Knowledge is a matter of the mind. But what about the knowledge embodied by bodies? Racialized bodies, sexualized bodies, traumatized bodies, socially normed bodies? (Lose a few pounds!) Bodies are a tangle of intuitive information, projections, speculations. And this tangle has a noticeable effect on the mind, not least on the minds – and perceptions – of others.
Do Not Read This Body © Olave Nduwanje
Take, for instance, Olave Nduwanje’s performance lecture: It examines human manifestations and related learning processes under the keyword Bodies.It’s about identities, power relations and communities that are constructed by bodies. But it’s also about inscribed experiences and the possibility of interpreting them differently.
In the Cultural Education program, for example, physical disabilities are exposed as social impediments and the experience of violence and the emancipation of transsexual bodies are articulated in an opera performance. Likewise, physical experiences of corporeality are explored as part of groups, nature or technologies.

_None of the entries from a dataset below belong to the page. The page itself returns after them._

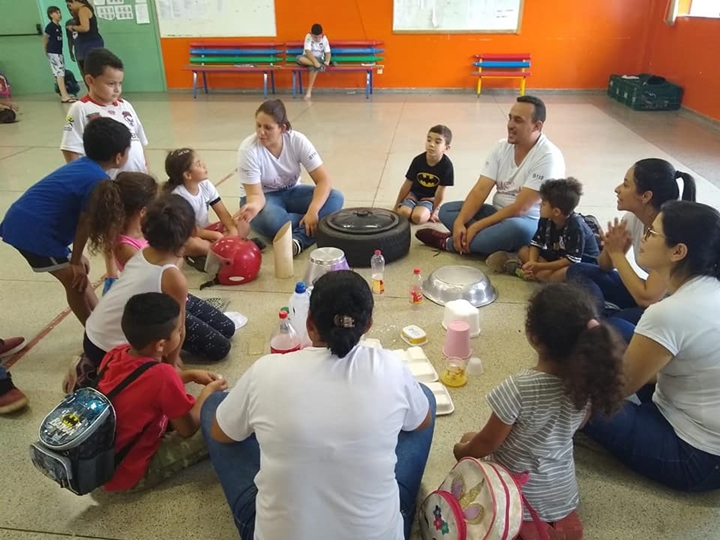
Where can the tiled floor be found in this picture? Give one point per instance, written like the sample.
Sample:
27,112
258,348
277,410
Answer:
367,146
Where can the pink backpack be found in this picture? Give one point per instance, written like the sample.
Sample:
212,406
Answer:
478,500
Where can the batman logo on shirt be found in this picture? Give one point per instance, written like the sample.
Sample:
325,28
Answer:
428,180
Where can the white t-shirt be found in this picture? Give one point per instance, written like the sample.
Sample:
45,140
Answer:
543,162
327,429
84,110
139,276
206,197
688,387
318,48
257,165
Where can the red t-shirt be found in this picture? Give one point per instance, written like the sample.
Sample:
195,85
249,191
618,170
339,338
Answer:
148,403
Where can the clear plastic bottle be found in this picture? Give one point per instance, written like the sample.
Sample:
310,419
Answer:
416,297
285,339
299,305
377,263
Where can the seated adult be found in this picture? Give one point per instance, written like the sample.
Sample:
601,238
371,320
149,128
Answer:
269,164
673,436
517,167
647,186
334,437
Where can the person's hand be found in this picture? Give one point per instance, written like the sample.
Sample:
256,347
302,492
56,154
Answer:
310,221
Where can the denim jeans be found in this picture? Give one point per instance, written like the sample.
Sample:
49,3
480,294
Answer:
237,464
641,438
509,235
291,205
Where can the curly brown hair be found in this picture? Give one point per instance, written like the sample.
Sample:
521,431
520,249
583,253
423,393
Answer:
561,319
112,202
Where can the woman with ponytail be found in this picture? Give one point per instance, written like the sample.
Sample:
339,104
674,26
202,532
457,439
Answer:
673,436
343,431
646,187
536,412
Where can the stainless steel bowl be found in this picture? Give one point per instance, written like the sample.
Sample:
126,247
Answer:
459,282
322,261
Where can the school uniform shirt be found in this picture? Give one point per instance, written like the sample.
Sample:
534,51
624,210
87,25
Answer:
257,165
543,162
319,49
327,429
54,33
574,241
687,325
144,408
207,196
84,110
543,421
45,218
426,178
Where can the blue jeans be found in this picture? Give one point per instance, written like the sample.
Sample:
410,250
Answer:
608,287
291,205
509,235
641,438
238,463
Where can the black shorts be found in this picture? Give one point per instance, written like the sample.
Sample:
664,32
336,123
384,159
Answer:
43,263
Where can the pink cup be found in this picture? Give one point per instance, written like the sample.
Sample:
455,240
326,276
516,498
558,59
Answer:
457,340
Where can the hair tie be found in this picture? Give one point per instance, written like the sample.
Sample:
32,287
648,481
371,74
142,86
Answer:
344,321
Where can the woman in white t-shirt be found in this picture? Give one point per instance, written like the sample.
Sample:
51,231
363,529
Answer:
622,292
673,436
269,164
333,438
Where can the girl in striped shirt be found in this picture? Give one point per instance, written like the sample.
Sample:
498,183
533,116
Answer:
536,412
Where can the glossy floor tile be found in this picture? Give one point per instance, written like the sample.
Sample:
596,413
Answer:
367,147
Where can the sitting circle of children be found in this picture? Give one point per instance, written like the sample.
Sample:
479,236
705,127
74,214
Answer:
601,331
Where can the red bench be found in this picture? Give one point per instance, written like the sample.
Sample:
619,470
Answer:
502,66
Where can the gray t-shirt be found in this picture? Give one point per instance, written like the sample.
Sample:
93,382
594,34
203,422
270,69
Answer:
544,421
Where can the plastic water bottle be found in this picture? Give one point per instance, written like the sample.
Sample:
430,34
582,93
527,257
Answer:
416,296
285,339
299,305
377,263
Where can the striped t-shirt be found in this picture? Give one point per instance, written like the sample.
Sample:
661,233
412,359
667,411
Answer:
544,421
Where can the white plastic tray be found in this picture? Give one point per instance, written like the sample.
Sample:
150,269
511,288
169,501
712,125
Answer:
442,397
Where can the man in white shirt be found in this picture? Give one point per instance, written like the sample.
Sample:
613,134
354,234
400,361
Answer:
516,167
316,55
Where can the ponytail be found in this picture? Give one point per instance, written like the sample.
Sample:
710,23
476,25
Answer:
105,216
595,372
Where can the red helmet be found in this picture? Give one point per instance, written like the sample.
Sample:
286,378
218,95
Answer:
238,260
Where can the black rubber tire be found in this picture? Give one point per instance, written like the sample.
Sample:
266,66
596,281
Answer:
359,248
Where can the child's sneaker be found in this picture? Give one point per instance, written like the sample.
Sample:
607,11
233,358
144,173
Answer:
11,398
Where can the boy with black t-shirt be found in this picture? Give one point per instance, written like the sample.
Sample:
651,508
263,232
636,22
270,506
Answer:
52,43
422,193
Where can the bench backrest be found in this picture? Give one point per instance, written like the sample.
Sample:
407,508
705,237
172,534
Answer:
344,52
237,53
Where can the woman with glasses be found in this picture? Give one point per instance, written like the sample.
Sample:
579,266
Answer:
622,292
672,362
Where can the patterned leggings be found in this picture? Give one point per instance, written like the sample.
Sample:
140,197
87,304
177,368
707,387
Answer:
207,330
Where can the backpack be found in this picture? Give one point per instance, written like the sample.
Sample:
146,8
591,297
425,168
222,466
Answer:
478,500
71,84
77,438
4,86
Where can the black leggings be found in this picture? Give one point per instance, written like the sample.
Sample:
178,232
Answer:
207,333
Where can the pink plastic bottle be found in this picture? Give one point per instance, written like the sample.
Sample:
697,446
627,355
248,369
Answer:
285,339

How body knowledge can be comprehensible is only slowly taking shape as a movement between learning and unlearning, the process that questions and, in the best case, dismantles habitual patterns of perception. Here, the mind is just a part of the body, of many bodies. What knowledge forms what education? Going back to the tangle of information, projections and speculations: Now that you can no longer see me, can you hear me better?